Walking trail in County Clare, Ireland

The Burren Way is a long-distance trail in County Clare, Ireland. It is 114 km long, begins in Lahinch and ends in Corofin, crossing The Burren, one of the largest karst limestone landscapes in Europe.

The trail, typically completed in five days, comprises sections of tarmac road, boreen, droving road, path and forestry track. It is designated as a National Waymarked Trail by the National Trails Office of the Irish Sports Council and is managed by the Burren Way Committee.

==Route==
The trail begins at the beach at Lahinch and follows minor roads to reach the Cliffs of Moher before continuing on roads to the village of Doolin. The route continues on roads to Lisdoonvarna. North of Lisdoonvarna, the Way joins a boreen between the townlands of Ballinalacken and Formoyle, crossing the plateau above the Caher Valley below Slieve Elva mountain. This section passes a number of places of historical interest, including Ballinalacken Castle, several ruined stone forts and Newtown Castle. The trail rejoins the road to reach Ballyvaughan. From Ballyvaughan, the route mostly follows roads to Corofin via Carran and Killinaboy.

The Burren Way originally followed a trail above the Cliffs of Moher from Hag's Head.
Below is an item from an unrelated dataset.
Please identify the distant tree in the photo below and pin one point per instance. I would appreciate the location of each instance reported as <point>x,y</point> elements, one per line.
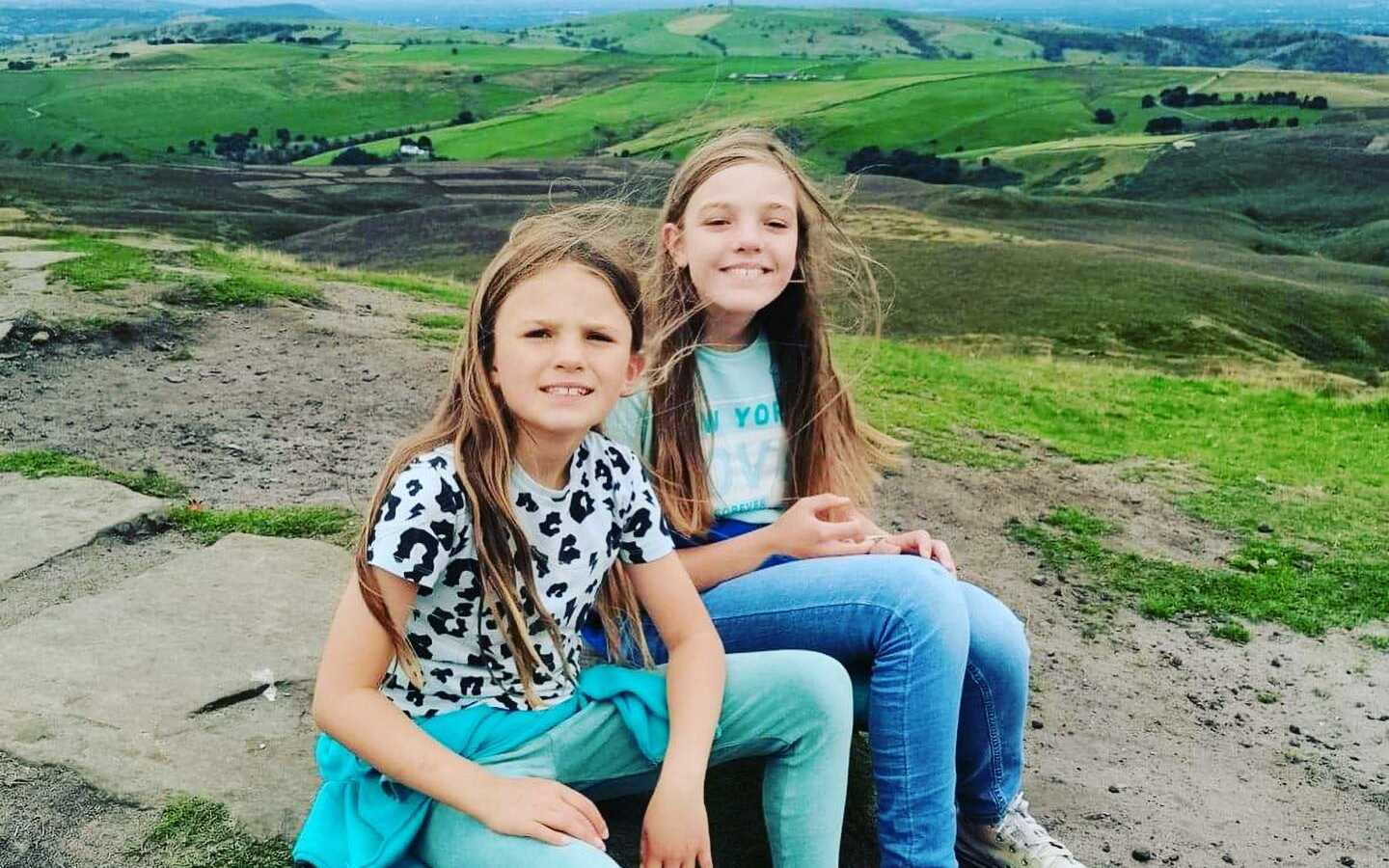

Many walkers now start from Ballyvaughan to walk the boreen the Way follows in its northern sections and eschew the southern sections altogether. A review of the National Waymarked Trails in 2010 found low usage of the Burren Way by multiday walkers but high usage by day walkers on certain sections. The report found that route has good potential to be developed as a National Long Distance Trail, a new standard of trail in Ireland intended to meet international standards for outstanding trails, but significant work to achieve this is required. The report recommended that the proportion of road used by the trail be reduced as a matter of priority.